Make an effort to eat a snack or meal before grocery shopping, so you don’t end up with a cart full of peppermint patties and snickerdoodles — you’ll save money and calories.
9. Likewise, don’t cook while hungry
A taste test or two can make turn a good meal into a fantastic one. However, when you’re hungry, a couple of taste tests can easily expand into what would constitute an entire meal. Fight temptations to prematurely eat the meal you’re cooking by having a snack before you set up shop in the kitchen. Bonus points if it’s got fiber, protein or healthy fats that keep you full.
10. Limit liquid calories.
During the holiday season, it seems like every weekend (and many weeknights) are scheduled with get-togethers, from friendsgiving to work parties to family functions. All of these events usually involve alcohol, and I’m not talking skinny margaritas.
Nope, it’s all eggnog and spiked hot chocolate and pecan pie martinis. While one or two won’t make or break your diet, try making simple drinks of liquor, a low-calorie mixer and berries or citrus. For example, vodka and sparkling water with smashed raspberries and blackberries makes for a refreshing, low-calorie (and pretty!) drink.
11. Stay hydrated
Sometimes your body sends your brain hunger signals when you’re actually just thirsty. There’s no one-size-fits-all number for water intake, but a good approach is to drink at least 8 ounces of water every one to two hours, and more if you exercise. Staying hydrated can fend off false hunger cues and prevent you from eating food you don’t really want or need.
12. Don’t let others influence you
If you often find yourself dodging comments like “That’s all you’re going to eat?” or “Really, no dessert?”, tell friends and family when enough is enough. No one should have to endure shame for their diet preferences, whether they’re eating healthy or not. Don’t let judgement of others sway you — stick to your guns and eat the way you want to eat.

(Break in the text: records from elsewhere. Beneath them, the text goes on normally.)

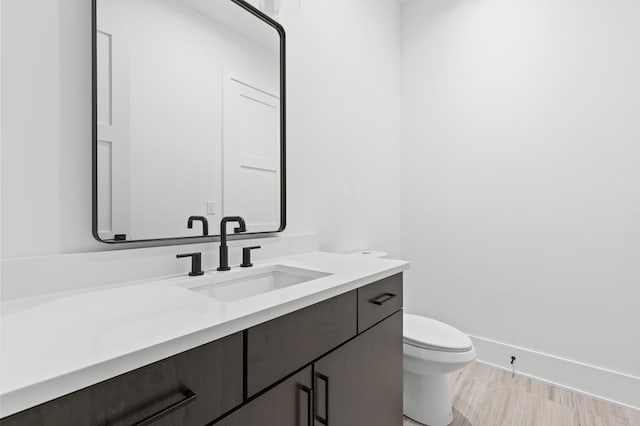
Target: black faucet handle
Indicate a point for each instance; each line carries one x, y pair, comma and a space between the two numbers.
246, 256
196, 263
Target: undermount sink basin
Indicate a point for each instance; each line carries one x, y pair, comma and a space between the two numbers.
242, 284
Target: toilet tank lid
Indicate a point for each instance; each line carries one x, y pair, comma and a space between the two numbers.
431, 334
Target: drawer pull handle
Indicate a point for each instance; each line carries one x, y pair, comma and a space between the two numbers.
381, 300
309, 393
189, 397
324, 420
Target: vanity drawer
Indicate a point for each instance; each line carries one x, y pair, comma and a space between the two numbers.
379, 300
191, 388
283, 345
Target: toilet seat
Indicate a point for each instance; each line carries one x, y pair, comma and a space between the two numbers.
433, 335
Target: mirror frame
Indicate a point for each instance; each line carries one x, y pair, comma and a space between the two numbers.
94, 147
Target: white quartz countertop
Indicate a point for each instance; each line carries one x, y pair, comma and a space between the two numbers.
56, 344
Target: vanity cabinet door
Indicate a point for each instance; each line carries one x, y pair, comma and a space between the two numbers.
192, 388
379, 300
360, 383
287, 404
281, 346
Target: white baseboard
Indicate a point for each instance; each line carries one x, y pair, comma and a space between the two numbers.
611, 386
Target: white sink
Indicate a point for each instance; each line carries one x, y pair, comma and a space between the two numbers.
241, 284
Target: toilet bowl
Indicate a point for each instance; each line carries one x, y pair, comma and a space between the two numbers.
432, 349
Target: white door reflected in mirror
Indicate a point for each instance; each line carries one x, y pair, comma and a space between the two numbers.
188, 118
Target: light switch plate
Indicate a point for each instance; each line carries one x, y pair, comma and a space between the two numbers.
211, 208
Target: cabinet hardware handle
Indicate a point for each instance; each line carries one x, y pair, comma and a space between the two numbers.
189, 397
324, 420
309, 393
381, 300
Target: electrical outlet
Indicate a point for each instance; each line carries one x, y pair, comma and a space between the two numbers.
211, 208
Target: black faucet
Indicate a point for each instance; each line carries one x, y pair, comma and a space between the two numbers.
205, 223
224, 250
196, 263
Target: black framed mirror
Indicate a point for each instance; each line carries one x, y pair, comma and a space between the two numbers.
189, 120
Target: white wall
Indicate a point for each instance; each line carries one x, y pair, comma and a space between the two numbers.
521, 184
344, 122
344, 125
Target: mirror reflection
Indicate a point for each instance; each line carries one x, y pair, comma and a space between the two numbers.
188, 119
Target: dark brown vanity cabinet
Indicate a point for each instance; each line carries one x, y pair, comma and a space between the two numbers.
281, 346
360, 383
334, 363
191, 388
288, 404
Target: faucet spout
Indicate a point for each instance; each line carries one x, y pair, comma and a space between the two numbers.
224, 249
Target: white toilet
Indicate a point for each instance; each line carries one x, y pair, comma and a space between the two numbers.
432, 349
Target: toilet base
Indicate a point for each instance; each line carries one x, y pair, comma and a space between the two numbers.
427, 399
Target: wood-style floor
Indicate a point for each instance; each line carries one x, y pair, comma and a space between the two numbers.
486, 396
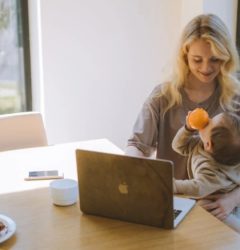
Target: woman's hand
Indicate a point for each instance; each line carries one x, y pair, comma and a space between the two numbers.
221, 205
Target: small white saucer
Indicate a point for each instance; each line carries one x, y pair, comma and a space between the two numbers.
10, 228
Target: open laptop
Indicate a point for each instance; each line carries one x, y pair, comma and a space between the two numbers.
132, 189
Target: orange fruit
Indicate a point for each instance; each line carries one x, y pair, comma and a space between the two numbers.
198, 118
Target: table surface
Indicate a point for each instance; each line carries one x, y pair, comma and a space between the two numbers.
42, 225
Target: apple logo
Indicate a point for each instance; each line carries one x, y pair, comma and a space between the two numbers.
123, 188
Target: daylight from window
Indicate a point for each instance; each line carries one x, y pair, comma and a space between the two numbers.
12, 87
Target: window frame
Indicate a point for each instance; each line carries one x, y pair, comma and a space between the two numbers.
23, 17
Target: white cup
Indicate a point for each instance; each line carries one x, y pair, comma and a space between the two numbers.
64, 192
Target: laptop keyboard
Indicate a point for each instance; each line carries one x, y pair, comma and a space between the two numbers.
176, 213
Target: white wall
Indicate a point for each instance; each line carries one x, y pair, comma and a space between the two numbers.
98, 60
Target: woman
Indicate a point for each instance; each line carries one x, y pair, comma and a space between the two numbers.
204, 77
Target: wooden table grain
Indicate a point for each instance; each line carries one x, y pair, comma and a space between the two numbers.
44, 226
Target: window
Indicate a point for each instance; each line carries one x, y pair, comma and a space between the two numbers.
15, 75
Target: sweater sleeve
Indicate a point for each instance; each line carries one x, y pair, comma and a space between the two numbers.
207, 181
184, 141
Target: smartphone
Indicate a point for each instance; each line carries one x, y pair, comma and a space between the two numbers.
43, 175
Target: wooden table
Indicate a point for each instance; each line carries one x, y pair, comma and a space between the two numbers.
42, 225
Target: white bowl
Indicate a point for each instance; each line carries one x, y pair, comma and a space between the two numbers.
64, 192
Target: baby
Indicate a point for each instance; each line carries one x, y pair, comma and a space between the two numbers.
213, 153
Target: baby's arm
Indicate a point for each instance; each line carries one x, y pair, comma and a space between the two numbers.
207, 180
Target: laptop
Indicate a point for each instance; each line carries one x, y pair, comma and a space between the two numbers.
132, 189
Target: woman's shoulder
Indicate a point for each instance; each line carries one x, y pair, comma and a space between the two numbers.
158, 90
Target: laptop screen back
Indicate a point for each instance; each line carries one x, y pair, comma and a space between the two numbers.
126, 188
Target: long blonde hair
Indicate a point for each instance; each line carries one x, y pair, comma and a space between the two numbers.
210, 28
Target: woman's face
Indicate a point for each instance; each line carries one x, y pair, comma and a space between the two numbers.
203, 65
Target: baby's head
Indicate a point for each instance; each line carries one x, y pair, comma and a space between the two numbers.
221, 138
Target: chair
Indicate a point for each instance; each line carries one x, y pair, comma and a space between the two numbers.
22, 130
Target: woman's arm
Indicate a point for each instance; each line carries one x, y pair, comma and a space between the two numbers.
223, 204
184, 141
134, 151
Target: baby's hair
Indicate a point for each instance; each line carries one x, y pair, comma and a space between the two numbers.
225, 140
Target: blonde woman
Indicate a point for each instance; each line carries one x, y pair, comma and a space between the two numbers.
203, 77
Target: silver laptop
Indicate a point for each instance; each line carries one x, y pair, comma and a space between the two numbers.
138, 190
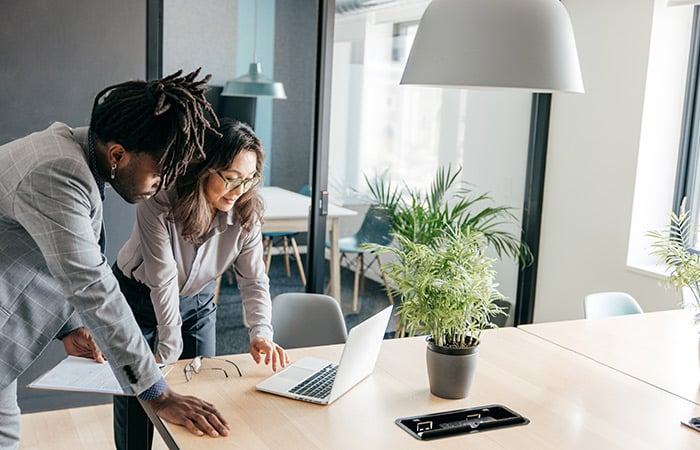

13. Everything in moderation
Even if you are on a diet, allow yourself some room for indulgence if you want to. It is the holidays, after all, and it’s not every day you can eat Grandma’s homemade pumpkin pie. You shouldn’t feel guilty about enjoying the foods you love while spending time with people you love. Plus, restricting yourself from certain foods can lead to you wanting those foods more and eventually overeating them.
14. Use smaller dishes
You can trick yourself into eating less by using smaller plates and bowls. People tend to fill up their plates no matter the size, so you may end up packing a larger plate with way more food than you need. This trick also works if you love to go back for seconds — if your first plate was small, going back for seconds won’t necessarily derail your healthy intentions.
15. Plan ahead
If you’re really serious about sticking to your healthy routine during the holidays, plan ahead for events. For example, if you’re going to a sit-down dinner at a restaurant, look up the menu online beforehand. This gives you a chance to spend time looking at ingredients and nutrition facts, rather than choosing a meal under pressure at the restaurant.
The information contained in this article is for educational and informational purposes only and is not intended as health or medical advice. Always consult a physician or other qualified health provider regarding any questions you may have about a medical condition or health objectives.